Very cool tip! Thanks for sharing your technique and experience. Appreciated.
Thanks for visiting my blog and commenting, Mika!
I enjoy sharing tips. I cannot claim originality for this one. I saw it SOMEwhere. I don’t remember where, as it was years ago. But, someone did it before me. I’m just trying to spread the word. 🙂
Great tip! Thanks for sharing.
Hi Ken! Thanks for visiting and commenting. I figure if a tip helps ONE dentist, it’s worth posting. 😀
In the scenario where the work was done by another dentist, a very easy way to determine the screw location is to take a CBCT. You can then digitally place an implant in the same location, quickly design and print a guide, and voila.
Some might think it a bit of a workaround, but much better than wasting time guessing in my opinion.
Also if the CBCT shows the screw access will be on the facial in the case of an anterior crown, you can discuss a new restoration with the patient right away.

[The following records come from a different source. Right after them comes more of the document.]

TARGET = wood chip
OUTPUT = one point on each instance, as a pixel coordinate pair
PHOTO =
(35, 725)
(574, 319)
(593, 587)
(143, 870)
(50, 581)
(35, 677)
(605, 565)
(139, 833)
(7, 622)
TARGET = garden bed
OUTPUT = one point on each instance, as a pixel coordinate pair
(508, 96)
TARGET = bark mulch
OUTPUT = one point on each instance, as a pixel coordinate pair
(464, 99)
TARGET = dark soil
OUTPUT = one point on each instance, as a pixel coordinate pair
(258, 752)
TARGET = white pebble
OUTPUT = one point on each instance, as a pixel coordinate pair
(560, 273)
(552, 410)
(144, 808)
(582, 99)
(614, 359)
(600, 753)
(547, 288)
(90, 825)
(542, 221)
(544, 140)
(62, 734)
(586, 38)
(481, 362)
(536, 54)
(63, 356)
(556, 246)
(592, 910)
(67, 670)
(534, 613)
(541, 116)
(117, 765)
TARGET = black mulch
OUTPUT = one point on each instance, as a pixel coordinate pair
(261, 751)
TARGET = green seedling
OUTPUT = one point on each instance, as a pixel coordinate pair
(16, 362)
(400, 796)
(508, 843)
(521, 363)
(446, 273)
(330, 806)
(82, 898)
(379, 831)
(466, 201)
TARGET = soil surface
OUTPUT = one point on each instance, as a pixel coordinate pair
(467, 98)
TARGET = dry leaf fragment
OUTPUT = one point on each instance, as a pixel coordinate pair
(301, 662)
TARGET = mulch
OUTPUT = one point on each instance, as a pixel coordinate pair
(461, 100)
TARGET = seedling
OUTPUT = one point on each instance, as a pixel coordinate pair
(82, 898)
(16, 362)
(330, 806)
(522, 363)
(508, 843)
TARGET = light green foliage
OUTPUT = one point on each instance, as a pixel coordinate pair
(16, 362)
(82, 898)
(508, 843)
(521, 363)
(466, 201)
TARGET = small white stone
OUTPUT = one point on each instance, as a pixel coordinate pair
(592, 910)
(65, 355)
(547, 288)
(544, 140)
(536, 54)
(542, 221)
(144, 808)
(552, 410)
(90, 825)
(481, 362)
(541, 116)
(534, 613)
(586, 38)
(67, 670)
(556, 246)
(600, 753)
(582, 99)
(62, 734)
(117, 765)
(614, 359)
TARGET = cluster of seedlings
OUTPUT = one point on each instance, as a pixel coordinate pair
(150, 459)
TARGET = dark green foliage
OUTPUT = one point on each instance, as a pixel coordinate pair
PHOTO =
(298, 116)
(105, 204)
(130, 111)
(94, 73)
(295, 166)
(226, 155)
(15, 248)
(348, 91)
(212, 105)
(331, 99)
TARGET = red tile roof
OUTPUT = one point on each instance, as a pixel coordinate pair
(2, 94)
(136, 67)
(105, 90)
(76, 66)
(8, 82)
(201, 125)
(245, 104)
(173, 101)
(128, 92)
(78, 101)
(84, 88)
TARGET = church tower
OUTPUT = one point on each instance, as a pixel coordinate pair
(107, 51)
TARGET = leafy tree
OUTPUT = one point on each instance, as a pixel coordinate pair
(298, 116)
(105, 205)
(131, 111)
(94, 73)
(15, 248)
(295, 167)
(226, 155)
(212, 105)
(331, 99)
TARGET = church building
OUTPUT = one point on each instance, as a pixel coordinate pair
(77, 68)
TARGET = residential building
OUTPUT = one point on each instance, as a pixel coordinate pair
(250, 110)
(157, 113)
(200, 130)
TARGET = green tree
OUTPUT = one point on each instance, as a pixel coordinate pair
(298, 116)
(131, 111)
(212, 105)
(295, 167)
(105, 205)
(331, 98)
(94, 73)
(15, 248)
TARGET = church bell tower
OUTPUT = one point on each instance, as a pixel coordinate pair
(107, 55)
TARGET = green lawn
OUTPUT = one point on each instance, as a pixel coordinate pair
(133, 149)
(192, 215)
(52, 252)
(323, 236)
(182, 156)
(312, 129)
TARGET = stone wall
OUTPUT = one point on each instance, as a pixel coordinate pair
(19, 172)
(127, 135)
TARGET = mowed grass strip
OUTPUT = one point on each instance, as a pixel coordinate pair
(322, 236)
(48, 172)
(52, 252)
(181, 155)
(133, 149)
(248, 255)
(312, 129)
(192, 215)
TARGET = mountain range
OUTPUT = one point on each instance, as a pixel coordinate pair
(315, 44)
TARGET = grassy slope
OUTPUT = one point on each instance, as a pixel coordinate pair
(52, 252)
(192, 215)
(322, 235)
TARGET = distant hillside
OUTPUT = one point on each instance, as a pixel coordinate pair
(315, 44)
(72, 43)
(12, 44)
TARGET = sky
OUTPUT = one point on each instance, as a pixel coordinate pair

Haha… well, if I was PLACING implants, I might see a reason to spend $160k on a CBCT in my office. But, I don’t, sooooo….
But, yes… a good idea if you already have one. 🙂
So far… knocking on wood… my SWAG (swinging wild ass guess) has worked for me 100% of the time. SO FAR! LOL! I always inform the patient that this is a “Hail Mary,” and a new restoration may be required.
Question is… why do we see these loose screws? Are that many dentists NOT using a torque wrench? Other reasons? Honest question.
There are lots of reasons for screw loosening – position of implant, implant connection design, occlusal forces, prosthesis type, etc. Anecdotally, I don’t see a ton of screw loosening, and when I do it’s usually an occlusal issue or a single crown on a poorly positioned fixture.
Also, a good all-around CBCT can be purchased for WAY less than what you have suggested. I purchased mine for $65K and that was about 5 years ago. Still not chump change, but no where near the six figure price that used to be the norm back in the day. Of course, deciding to make any equipment purchase must fit the needs of the office, as you mentioned.